In recent years, the information environment has been profoundly transformed by the spread of Generative Artificial Intelligence (GAI), which has made images an increasingly central tool in political communication. The proliferation of fast, replicable, and often shallow visual content (commonly referred to as slop) has contributed to the emergence of slopaganda, a phenomenon in which artificial intelligence and visual propaganda intersect. An increasing number of right-wing and far-right parties in Europe are adopting AI in their communication strategies on Instagram, raising ethical questions about the role of images in democratic discourse. This research analyzes images published by seven European right-wing parties through a quantitative, visual, and semantic approach. The findings show that AI is present in the communication practices of all the parties analyzed, though with different roles: in some cases it plays a structural role, while in others it remains marginal. AI-generated images contribute to the construction of highly polarized narratives, based on a visual dichotomy between “us” and “them,” and promote a strong visual standardization, as well as a close alignment with the aesthetics of memes and digital trends, amplifying the emotional impact of the content. The contribution of this thesis is twofold: on the one hand, it aims to provide tools for visual and information literacy to support a more critical engagement with AI-generated political images; on the other, it offers communication designers a critical perspective on the responsibilities and potential effects of using AI in political communication, supported by data visualization as an analytical tool.

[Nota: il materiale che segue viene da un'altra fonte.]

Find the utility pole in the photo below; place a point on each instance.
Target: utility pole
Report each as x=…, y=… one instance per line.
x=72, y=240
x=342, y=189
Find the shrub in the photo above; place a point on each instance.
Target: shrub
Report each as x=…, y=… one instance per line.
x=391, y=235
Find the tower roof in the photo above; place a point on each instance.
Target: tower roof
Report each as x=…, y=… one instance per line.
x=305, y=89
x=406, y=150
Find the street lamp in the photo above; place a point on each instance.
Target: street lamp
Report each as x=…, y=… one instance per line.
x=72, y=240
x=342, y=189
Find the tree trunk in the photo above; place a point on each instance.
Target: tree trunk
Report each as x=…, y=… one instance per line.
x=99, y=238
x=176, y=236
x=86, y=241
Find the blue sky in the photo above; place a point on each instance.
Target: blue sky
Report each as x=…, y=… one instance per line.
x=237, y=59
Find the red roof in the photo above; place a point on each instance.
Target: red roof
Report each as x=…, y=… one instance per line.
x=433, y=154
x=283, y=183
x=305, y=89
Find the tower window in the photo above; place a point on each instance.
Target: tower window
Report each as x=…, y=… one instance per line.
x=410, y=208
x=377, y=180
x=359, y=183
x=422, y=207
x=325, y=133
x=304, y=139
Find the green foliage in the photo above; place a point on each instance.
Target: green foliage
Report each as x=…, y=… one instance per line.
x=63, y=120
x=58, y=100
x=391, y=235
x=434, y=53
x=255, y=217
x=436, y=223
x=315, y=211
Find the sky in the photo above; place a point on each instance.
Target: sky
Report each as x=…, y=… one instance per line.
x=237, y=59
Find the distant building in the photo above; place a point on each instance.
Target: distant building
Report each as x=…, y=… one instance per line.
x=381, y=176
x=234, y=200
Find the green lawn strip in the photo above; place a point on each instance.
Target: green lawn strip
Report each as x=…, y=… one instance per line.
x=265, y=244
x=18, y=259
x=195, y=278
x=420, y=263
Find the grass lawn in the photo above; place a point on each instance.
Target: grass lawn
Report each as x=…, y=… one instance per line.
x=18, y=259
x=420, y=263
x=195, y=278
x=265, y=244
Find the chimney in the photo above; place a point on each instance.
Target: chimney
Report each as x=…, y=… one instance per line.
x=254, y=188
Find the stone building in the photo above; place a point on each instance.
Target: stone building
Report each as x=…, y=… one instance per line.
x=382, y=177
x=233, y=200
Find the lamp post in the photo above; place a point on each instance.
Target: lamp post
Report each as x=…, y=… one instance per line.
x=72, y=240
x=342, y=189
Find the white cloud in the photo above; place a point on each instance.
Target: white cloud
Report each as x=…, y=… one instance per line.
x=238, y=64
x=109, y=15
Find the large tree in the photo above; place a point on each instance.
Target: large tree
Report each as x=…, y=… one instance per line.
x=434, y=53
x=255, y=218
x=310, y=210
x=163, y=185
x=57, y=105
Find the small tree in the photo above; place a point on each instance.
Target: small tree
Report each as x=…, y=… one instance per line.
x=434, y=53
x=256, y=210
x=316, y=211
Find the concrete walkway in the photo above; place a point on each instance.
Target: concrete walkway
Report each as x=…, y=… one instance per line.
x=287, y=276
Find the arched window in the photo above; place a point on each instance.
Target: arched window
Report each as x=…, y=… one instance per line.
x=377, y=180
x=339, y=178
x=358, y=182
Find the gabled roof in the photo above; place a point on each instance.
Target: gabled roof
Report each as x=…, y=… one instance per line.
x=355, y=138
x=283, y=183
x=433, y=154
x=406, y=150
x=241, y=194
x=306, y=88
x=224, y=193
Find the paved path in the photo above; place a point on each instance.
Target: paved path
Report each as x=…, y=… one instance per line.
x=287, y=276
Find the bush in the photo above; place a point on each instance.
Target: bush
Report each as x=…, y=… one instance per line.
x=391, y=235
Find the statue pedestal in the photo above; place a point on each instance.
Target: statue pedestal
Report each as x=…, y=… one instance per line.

ARC III - Scuola del Design
26-mar-2026
2024/2025
Negli ultimi anni l’ambiente informativo è stato profondamente trasformato dalla diffusione dell’Intelligenza Artificiale Generativa (IAG), che ha reso le immagini uno strumento sempre più centrale nella comunicazione politica. La proliferazione di contenuti visivi rapidi, replicabili e spesso privi di profondità (il cosiddetto slop) ha favorito la nascita della slopaganda, in cui intelligenza artificiale e propaganda visiva si intrecciano. Sempre più partiti della destra e dell’estrema destra europea stanno adottando l’IA nella propria comunicazione su Instagram, sollevando interrogativi etici sul ruolo delle immagini nel discorso democratico. La ricerca analizza le immagini pubblicate da sette partiti della destra europea attraverso un approccio quantitativo, visuale e semantico. I risultati mostrano che l’IA è presente nella comunicazione di tutti i partiti analizzati, ma con ruoli differenti: in alcuni casi assume una funzione strutturale, in altri resta marginale. Le immagini generate contribuiscono alla costruzione di narrazioni fortemente polarizzate, basate su una dicotomia visiva tra “noi” e “loro”, e favoriscono inoltre una marcata standardizzazione visiva e una vicinanza all’estetica dei meme e dei trend digitali, amplificando l’impatto emotivo dei contenuti. Il contributo della tesi è duplice: da un lato, fornire strumenti di alfabetizzazione visiva e informativa utili a una fruizione più consapevole delle immagini politiche generate artificialmente; dall’altro, offrire ai designer della comunicazione una prospettiva critica sulle responsabilità e sugli effetti progettuali dell’uso dell’IA nella comunicazione politica, attraverso il supporto della data visualization.